Participating in the discussion on what the Monetary Policy for the upcoming fiscal year 2025/26 should address, Thapa primarily questioned the direction of Nepal’s monetary policy and the central bank’s decisions. He emphasized that Nepal currently has ample liquidity and low interest rates, yet economic activity remains sluggish.
Thapa argued that since the fiscal policy (budget) has already been announced, the supporting monetary policy should address past mistakes and be corrective in nature. He identified the following seven key policy weaknesses:
- Stagnant Economy Due to Policy Missteps
The economy is not functioning actively and is in a state of despair, which Thapa attributes mainly to flawed policies introduced by the government and Nepal Rastra Bank. For the past 10 to 15 years, the central bank focused heavily on mergers and acquisitions, neglecting institutional improvements like staffing and operational systems. In the name of mergers, many banks and financial institutions were undermined. There was a need to preserve a proper number of development banks and finance companies. It now seems the central bank was overly aggressive in pushing active companies into forced mergers. These institutions could have contributed to credit flow at the local level and supported entrepreneurship. Now, despite high liquidity, Small and Medium Enterprise (SME) financing hasn’t materialized. This has led to a trend of increasingly contractionary monetary policies year after year. - Ban on New Banks Since 2008
Since 2008, Nepal Rastra Bank has stopped issuing licenses for new banks and development banks. Thapa raised the question of whether such a monopoly should exist. He argued that current poor credit flow, despite high liquidity, is partly due to this monopolistic restriction. The central bank should consider opening avenues for new banks and financial institutions. - Excessive Refinancing During COVID-19
During the COVID-19 pandemic, the central bank provided excessive refinancing—far beyond what was necessary.

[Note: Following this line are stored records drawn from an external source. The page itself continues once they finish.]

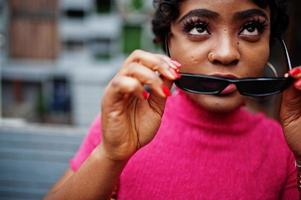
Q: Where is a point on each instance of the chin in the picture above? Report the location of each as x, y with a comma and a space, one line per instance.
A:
219, 104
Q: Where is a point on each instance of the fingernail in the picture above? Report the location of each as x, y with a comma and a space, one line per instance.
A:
295, 71
298, 84
176, 63
146, 95
166, 90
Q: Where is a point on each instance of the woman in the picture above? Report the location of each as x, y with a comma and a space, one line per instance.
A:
158, 145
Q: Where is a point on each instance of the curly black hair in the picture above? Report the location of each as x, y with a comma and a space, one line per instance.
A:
167, 11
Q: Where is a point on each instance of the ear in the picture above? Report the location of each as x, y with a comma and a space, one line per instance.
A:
166, 44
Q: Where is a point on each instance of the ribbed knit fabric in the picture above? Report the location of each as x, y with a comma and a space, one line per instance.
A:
202, 155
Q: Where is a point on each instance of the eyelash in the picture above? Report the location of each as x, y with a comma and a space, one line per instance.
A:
258, 24
192, 23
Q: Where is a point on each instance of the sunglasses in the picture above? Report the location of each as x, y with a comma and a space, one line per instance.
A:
253, 86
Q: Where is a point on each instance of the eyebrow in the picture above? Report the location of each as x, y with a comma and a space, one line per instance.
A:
249, 13
200, 13
211, 14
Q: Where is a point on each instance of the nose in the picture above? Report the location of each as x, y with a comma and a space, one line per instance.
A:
225, 51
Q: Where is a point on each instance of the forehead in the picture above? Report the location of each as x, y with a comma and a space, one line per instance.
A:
224, 8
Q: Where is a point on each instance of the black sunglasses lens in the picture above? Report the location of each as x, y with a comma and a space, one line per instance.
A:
198, 84
262, 87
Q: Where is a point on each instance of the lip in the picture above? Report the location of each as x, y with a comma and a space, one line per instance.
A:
225, 75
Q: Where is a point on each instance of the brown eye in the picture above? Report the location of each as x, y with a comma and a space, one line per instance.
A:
199, 29
253, 28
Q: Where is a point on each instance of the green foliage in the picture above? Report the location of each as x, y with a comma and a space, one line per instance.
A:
131, 38
137, 4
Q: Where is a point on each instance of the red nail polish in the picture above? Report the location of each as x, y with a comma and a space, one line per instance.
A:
166, 90
177, 63
298, 84
295, 71
175, 73
146, 95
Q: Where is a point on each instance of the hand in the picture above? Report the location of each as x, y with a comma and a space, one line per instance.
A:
290, 113
131, 115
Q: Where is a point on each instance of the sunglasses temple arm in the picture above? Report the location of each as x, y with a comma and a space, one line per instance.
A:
287, 55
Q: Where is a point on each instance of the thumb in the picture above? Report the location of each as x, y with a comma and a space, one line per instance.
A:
158, 102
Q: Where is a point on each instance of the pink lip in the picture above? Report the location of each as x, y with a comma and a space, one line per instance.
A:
224, 75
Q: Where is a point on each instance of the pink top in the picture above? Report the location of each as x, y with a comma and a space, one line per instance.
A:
201, 155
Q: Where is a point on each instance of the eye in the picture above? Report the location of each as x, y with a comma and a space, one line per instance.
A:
199, 29
195, 27
253, 28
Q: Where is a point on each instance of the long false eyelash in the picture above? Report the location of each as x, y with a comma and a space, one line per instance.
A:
191, 23
258, 23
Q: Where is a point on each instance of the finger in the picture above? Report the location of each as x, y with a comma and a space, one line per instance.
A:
295, 72
123, 86
148, 77
152, 61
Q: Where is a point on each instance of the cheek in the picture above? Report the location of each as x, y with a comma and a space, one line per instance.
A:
256, 59
189, 54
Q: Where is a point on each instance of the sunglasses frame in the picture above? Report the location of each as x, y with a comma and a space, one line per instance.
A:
238, 82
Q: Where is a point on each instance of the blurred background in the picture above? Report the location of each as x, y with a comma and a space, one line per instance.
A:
56, 57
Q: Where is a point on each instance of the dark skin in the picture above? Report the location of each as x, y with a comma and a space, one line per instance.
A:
234, 42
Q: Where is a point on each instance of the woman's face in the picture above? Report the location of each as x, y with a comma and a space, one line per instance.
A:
227, 38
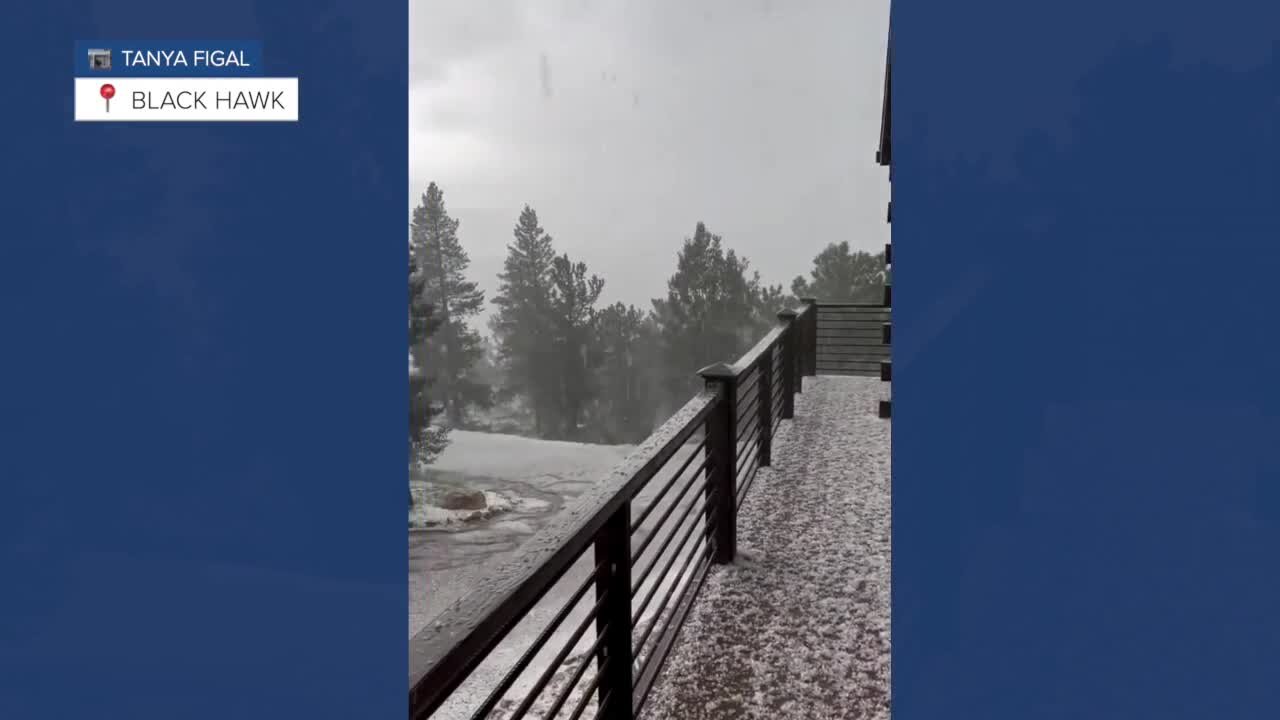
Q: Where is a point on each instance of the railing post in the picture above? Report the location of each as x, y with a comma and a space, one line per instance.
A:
764, 390
810, 350
789, 364
613, 621
722, 461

While there was a Rs. 42 billion refinancing provision, the central bank expanded it nearly fivefold to Rs. 200 billion. This easy refinancing led many people to stay home and invest in land, rather than productive ventures. As a result, land prices have soared beyond the reach of ordinary people. Thapa stated this was a case of failing to guide the economy in the right direction. - Unchecked Credit Growth Post-Pandemic
After the pandemic, monthly credit growth reached up to 30 percent, but there was no timely intervention to curb it. As a result, private sector credit as a share of Gross Domestic Product (GDP) jumped from 65 percent in FY 2016/17 to 95 percent in 2020/21. This has significantly contributed to current economic vulnerabilities. - Stringent Policy During Foreign Reserve Pressure
Another major mistake was implementing overly restrictive policies when foreign exchange reserves were under pressure—comparable to Sri Lanka. Nepal Rastra Bank imposed a 50 percent to 100 percent LC (letter of credit) margin requirement. Meanwhile, the government banned the import of 10 goods out of fear. This reduced revenue collection and weakened overall economic activity. - Lack of Long-term Vision in Monetary Policy
Thapa criticized the central bank for not developing a structured or strategic monetary framework. Instead, it adopted short-term, reactive policies. While these may have provided temporary relief, they led to long-term difficulties and instability. - Land Plotting Ban and Its Consequences
Although not directly part of monetary policy, the government’s decision to ban land plotting had significant spillover effects. Following this ban, many cooperatives started collapsing, and banks also experienced difficulties. Thapa emphasized that policies need to be long-term in nature to ensure stability in both financial and real estate sectors.